Quelqu'un avait coulé des fondations en béton ici et implanté des poteaux en acier pour ce qui devait devenir un bâtiment, puis, pour des raisons que les canards ne connurent jamais, le projet s'arrêta. La pluie et le ruissellement firent le reste, transformant l'excavation en un étang peu profond et brun, et la sauvagine locale en conclut que cela lui appartenait désormais de droit.

Une douzaine de canards colverts et de canards d'apparence domestique pagaient entre les tronçons d'armature comme si les poteaux avaient été placés pour leur bénéfice, ce qui, en quelque sorte, était maintenant le cas. L'enrochement empilé sur un côté suggère que quelqu'un avait toujours l'intention de terminer le travail éventuellement, selon la théorie que les livraisons de pierre comptent comme un progrès. Rien dans la scène n'indique l'urgence.

C'est le sort de nombreux projets d'infrastructure du milieu du XXe siècle dans des contextes reculés ou frontaliers : le budget, la saison ou la patience du client s'épuisaient avant le béton. Les canards furent simplement les premiers locataires à remarquer la vacance.

The historian's note

La scène montre un chantier inachevé, probablement dans un cadre nordique ou subarctique compte tenu de la lisière de sapins visibles au-delà de la clôture, qui s'est inondé et a été réaffecté par la sauvagine locale. Les poteaux de support en acier et la structure d'un portique partiel indiquent qu'une fondation de bâtiment ou de quai était en cours ; l'enrochement environnant suggère des travaux de stabilisation de rive ou de berge, courants dans les projets hydroélectriques, portuaires ou routiers entrepris dans tout le Canada et l'Alaska lors du boom du développement des ressources dans les années 1960.
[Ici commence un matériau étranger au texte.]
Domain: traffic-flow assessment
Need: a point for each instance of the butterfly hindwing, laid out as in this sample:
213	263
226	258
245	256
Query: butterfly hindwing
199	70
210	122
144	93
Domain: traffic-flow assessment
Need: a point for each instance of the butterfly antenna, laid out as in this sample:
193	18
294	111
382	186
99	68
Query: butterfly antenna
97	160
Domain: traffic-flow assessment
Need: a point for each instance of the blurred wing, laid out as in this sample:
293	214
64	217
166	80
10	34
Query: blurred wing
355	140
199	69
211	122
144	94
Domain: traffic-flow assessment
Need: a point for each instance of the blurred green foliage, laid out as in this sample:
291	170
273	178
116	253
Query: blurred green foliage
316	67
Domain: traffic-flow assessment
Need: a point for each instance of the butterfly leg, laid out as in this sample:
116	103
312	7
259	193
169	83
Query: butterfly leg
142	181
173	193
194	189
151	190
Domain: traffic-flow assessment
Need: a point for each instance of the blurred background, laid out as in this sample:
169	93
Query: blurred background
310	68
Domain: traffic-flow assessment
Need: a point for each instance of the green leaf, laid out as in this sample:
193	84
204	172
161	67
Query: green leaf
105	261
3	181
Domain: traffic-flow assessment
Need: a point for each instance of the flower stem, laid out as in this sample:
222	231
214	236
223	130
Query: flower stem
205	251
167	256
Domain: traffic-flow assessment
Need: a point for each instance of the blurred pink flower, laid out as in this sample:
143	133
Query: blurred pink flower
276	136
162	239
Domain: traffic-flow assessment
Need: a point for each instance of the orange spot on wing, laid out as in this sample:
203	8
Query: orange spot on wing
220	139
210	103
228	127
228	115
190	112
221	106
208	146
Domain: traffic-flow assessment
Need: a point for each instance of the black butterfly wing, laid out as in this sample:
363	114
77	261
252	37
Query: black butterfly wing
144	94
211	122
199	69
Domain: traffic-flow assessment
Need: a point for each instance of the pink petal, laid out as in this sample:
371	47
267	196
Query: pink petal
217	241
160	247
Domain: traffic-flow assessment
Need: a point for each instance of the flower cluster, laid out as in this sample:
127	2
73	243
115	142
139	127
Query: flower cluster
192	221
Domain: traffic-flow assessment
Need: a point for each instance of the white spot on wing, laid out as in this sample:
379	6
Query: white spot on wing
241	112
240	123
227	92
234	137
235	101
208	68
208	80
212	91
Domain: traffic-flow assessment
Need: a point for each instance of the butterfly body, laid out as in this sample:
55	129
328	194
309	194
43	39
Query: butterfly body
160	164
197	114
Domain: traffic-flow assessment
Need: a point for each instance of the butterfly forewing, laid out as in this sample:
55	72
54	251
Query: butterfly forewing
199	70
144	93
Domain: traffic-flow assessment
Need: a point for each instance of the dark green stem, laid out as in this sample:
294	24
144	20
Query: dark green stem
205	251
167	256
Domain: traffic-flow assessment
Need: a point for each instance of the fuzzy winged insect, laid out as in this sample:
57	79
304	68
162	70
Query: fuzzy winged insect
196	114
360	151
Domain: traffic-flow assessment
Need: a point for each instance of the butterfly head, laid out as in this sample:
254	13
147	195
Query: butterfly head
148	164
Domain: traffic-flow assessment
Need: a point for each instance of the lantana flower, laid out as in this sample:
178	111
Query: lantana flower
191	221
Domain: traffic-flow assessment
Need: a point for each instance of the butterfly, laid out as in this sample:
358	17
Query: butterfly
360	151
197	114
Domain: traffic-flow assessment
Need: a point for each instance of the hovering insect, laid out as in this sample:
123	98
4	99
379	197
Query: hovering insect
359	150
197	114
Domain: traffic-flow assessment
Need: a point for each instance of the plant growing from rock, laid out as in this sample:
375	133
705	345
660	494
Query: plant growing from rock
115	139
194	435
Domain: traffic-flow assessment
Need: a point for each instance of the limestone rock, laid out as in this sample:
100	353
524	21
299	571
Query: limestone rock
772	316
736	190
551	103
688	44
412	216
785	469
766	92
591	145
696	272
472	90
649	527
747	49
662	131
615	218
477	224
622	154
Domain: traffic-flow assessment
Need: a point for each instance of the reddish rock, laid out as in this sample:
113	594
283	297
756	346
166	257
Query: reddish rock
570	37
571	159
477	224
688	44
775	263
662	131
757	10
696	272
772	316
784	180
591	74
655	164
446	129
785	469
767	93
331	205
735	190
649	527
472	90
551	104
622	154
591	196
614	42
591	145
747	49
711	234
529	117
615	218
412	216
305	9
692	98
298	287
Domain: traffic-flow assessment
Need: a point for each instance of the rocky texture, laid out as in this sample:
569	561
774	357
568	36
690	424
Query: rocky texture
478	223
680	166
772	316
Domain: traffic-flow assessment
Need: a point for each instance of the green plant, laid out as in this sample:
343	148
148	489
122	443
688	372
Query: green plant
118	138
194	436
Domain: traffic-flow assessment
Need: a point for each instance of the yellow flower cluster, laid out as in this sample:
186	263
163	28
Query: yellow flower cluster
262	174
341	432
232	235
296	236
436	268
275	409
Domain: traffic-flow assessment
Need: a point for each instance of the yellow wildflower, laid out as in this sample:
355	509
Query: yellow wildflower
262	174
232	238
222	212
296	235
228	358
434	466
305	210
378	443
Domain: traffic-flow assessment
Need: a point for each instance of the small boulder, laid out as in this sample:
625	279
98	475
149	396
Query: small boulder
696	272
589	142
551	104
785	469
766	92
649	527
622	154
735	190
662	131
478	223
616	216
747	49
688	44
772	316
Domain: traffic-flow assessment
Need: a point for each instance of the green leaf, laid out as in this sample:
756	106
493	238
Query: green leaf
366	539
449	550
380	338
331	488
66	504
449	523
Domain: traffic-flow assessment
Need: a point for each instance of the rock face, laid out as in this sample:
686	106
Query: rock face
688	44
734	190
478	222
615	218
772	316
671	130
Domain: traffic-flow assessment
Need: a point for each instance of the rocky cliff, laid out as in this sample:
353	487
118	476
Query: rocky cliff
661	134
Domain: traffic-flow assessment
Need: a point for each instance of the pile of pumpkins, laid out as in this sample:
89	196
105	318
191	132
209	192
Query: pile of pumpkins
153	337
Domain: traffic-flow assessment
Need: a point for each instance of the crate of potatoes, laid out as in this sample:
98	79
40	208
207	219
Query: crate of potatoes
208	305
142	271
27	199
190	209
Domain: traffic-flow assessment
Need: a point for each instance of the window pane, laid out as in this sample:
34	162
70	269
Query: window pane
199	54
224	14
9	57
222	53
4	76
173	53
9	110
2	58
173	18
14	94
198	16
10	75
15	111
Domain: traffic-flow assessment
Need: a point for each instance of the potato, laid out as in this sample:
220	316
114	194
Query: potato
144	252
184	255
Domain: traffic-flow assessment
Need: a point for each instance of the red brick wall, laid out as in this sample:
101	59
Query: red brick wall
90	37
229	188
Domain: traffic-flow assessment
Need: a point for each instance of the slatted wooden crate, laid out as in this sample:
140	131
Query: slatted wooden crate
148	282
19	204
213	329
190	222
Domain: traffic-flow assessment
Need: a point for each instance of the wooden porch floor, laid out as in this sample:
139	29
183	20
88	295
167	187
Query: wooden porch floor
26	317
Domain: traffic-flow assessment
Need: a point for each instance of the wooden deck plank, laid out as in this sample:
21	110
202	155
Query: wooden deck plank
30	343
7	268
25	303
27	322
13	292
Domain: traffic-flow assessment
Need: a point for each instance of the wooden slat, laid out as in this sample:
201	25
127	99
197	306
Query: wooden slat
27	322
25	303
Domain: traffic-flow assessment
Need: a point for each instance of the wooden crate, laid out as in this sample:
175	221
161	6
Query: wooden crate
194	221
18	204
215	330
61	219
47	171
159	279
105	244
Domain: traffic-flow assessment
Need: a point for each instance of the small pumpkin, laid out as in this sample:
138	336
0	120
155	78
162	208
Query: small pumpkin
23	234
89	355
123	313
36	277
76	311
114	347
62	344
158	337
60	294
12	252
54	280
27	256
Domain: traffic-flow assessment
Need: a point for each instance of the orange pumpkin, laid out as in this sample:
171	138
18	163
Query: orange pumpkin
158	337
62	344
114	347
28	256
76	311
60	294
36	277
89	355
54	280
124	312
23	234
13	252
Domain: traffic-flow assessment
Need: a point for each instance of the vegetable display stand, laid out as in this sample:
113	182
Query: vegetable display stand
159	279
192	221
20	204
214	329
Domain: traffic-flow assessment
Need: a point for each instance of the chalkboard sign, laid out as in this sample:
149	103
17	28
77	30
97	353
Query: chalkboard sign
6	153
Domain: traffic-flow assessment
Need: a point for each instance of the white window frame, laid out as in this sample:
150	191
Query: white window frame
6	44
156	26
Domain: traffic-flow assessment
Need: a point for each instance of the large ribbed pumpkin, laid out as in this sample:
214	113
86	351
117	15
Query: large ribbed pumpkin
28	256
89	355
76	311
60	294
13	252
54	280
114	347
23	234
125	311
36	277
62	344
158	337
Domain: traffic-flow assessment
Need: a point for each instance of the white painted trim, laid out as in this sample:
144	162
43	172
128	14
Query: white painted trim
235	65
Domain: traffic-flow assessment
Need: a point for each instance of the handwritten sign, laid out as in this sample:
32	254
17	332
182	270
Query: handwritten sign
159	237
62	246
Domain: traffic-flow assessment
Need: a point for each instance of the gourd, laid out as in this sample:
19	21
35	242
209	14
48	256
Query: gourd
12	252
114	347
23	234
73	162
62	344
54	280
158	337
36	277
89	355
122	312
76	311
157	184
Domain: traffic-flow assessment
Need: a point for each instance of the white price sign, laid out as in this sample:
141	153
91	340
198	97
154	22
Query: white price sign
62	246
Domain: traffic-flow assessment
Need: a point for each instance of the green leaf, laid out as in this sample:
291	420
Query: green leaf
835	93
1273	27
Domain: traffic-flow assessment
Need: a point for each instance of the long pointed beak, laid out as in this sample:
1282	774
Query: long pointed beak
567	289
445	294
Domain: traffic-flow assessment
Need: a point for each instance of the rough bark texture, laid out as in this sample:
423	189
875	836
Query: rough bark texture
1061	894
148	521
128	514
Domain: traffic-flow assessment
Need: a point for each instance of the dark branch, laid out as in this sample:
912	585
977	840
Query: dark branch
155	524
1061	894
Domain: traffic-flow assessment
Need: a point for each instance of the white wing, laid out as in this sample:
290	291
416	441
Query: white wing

Les chantiers arrêtés ou retardés n'étaient pas inhabituels dans les régions reculées au cours de cette période, où les courtes saisons de travail, la logistique d'approvisionnement et les cycles de financement interrompaient fréquemment les projets pendant des mois ou des années. De tels sites, partiellement décapés et souvent gorgés d'eau, sont devenus des habitats humides fortuits, un effet secondaire courant mais rarement documenté du développement du milieu du XXe siècle dans les latitudes septentrionales.